EB = Data Size(L) / Total Cycle time(Tt + 2*Tp) Multiplying and dividing by Bandwidth (B), = (1/(1+2a)) * B [ Using a = Tp/Tt ] = Efficiency * Bandwidth
Capacity of link – If a channel is Full Duplex, then bits can be transferred in both the directions and without any collisions. Number of bits a channel/Link can hold at maximum is its capacity.
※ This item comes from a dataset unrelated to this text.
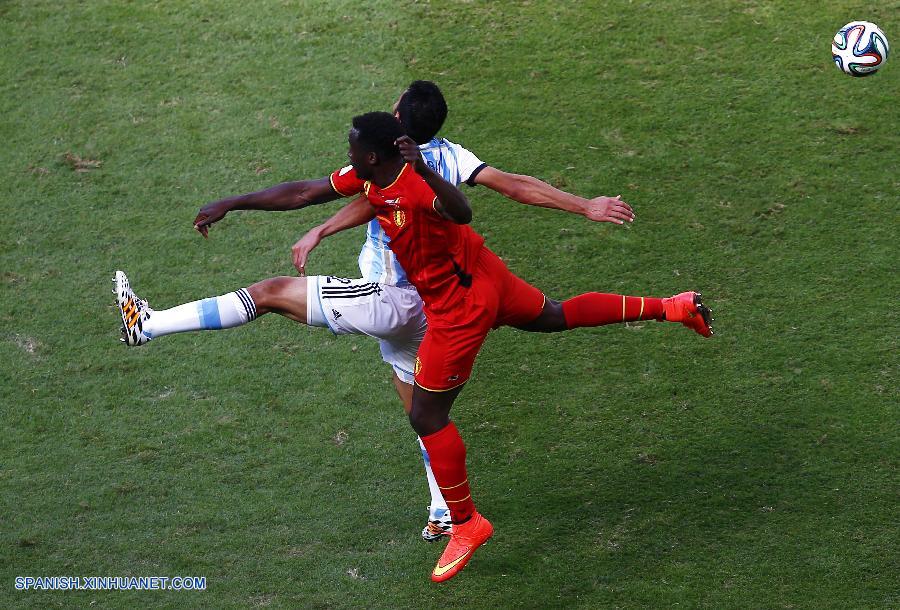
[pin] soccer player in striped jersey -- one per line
(467, 291)
(382, 303)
Capacity = Bandwidth(B) * Propagation(Tp) For Full Duplex channels, Capacity = 2*Bandwidth(B) * Propagation(Tp)
Concept Of Pipelining
In Stop and Wait protocol, only 1 packet is transmitted onto the link and then sender waits for acknowledgement from the receiver. The problem in this setup is that efficiency is very less as we are not filling the channel with more packets after 1st packet has been put onto the link. Within the total cycle time of Tt + 2*Tp units, we will now calculate the maximum number of packets that sender can transmit on the link before getting an acknowledgement.
In Tt units ----> 1 packet is Transmitted. In 1 units ----> 1/Tt packet can be Transmitted. In Tt + 2*Tp units -----> (Tt + 2*Tp)/Tt packets can be Transmitted ------> 1 + 2a [Using a = Tp/Tt]
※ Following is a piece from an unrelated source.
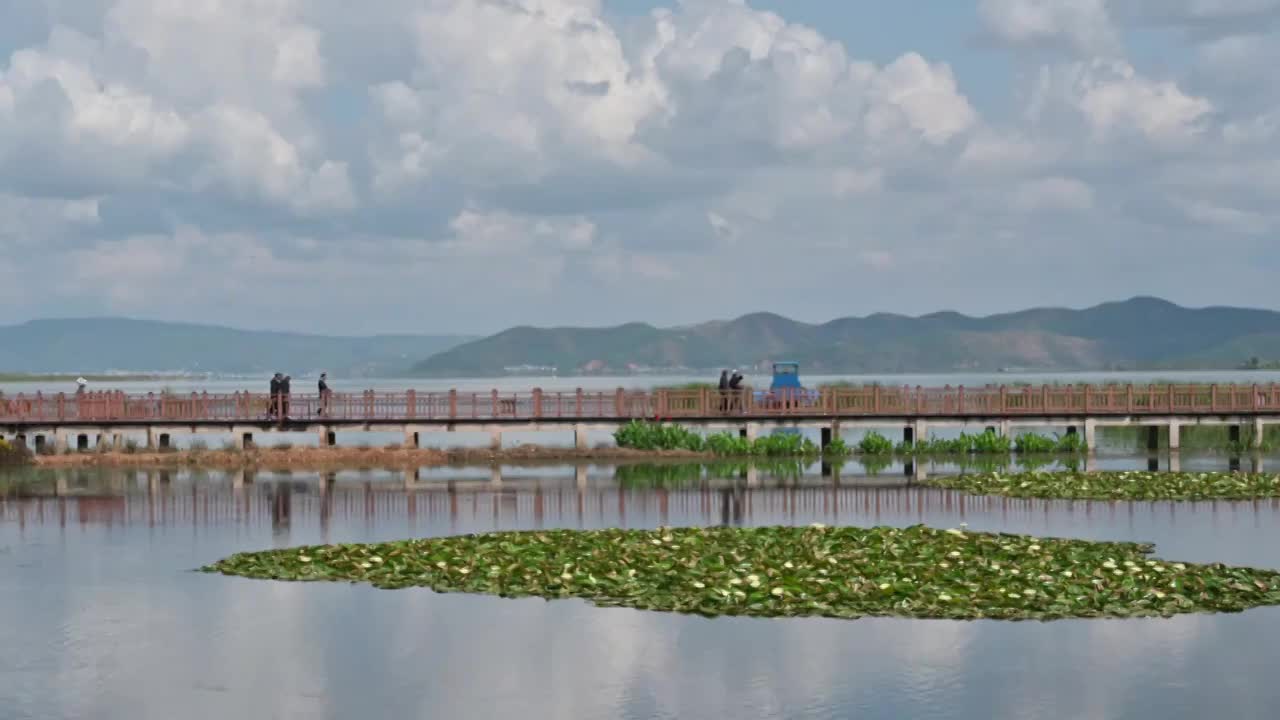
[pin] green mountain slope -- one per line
(1142, 332)
(114, 343)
Maximum packets That can be Transmitted in total cycle time = 1+2*a
Let me explain now with the help of an example.
Consider Tt = 1ms, Tp = 1.5ms.
In the picture given below, after sender has transmitted packet 0, it will immediately transmit packets 1, 2, 3. Acknowledgement for 0 will arrive after 2*1.5 = 3ms. In Stop and Wait, in time 1 + 2*1.5 = 4ms, we were transferring one packet only. Here we keep a window of packets which we have transmitted but not yet acknowledged.
After we have received the Ack for packet 0, window slides and the next packet can be assigned sequence number 0. We reuse the sequence numbers which we have acknowledged so that header size can be kept minimum as shown in the diagram given below.
Minimum Number Of Bits For Sender window (Very Important For GATE)
As we have seen above,
Maximum window size = 1 + 2*a where a = Tp/Tt Minimum sequence numbers required = 1 + 2*a.
All the packets in the current window will be given a sequence number. Number of bits required to represent the sender window = ceil(log2(1+2*a)).
But sometimes number of bits in the protocol headers is pre-defined. Size of sequence number field in header will also determine the maximum number of packets that we can send in total cycle time. If N is the size of sequence number field in the header in bits, then we can have 2N sequence numbers.
Window Size ws = min(1+2*a, 2N)
If you want to calculate minimum bits required to represent sequence numbers/sender window, it will be ceil(log2(ws)).